Я просыпаюсь каждый день в чужом теле
Меня зовут Клео.
Каждое утро я обязана это записать. Первым делом. Прежде чем проверить, морщинистые у меня руки или гладкие, прежде чем взглянуть в зеркало и увидеть, чьё лицо глядит оттуда, прежде чем открыть доступ к целой жизни воспоминаний, которые не мои, но внезапно кажутся такими же реальными, как собственные. Я нахожу ручку, клочок бумаги, салфетку, запылённое оконное стекло — что угодно — и пишу: К-Л-Е-О.
Это якорь. Единственный кусочек моей прежней жизни, что у меня остался. Я не помню своего лица, семьи, работы. Я не знаю, что произошло с моим телом — тем, что родилось с этим именем. Не знаю, лежит ли оно где-то в коме или просто исчезло. Я знаю только имя. И то, что последние — Боже, уже годы? — я была не собой.
Я записываю это, потому что, думаю, вам нужно знать. Думаю, кто-то должен знать, что в мире есть… механизм, которого быть не должно. И я — его двигатель.

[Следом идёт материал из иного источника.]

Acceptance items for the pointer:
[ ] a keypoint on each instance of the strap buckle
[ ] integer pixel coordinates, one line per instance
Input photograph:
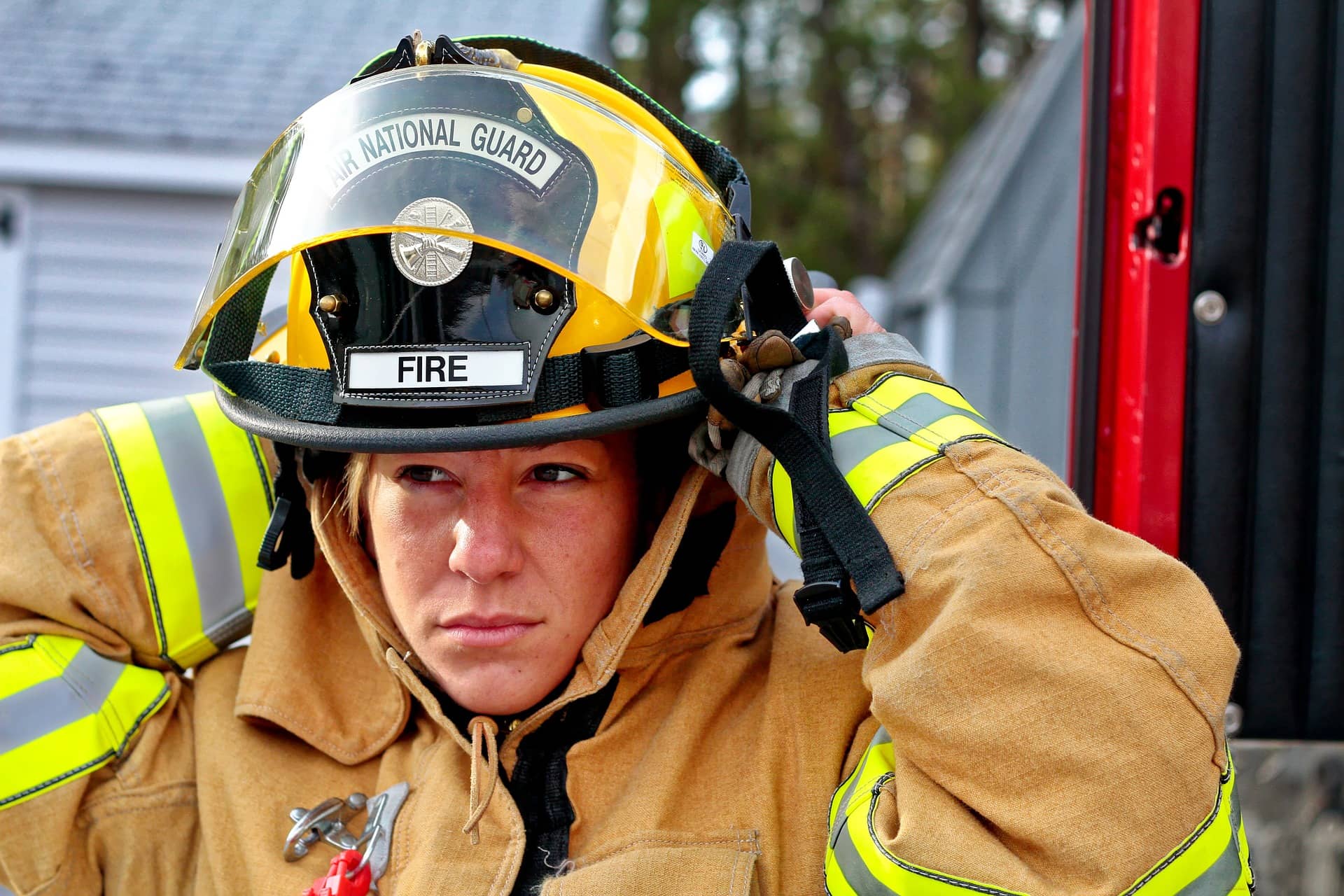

Поначалу это был чистый, неподдельный ужас.
В первый раз я проснулась со вкусом выдохшегося пива и сожаления. Голова распухала от похмелья, будто бур сверлил череп. Я попыталась перевернуться, и тело показалось… не своим. Тяжёлым. Громоздким. Руки были густо покрыты жёсткими волосками, а когда я провела ладонью по лицу, почувствовала наждачную шероховатость двухдневной щетины.
Я рывком села. В комнате было темно, но сквозь дешёвые жалюзи просачивалась полоска рассвета. Пахло потом и несвежим бельём. Рядом, на двуспальной кровати, женщина вздохнула во сне, отвернувшись ко мне спиной.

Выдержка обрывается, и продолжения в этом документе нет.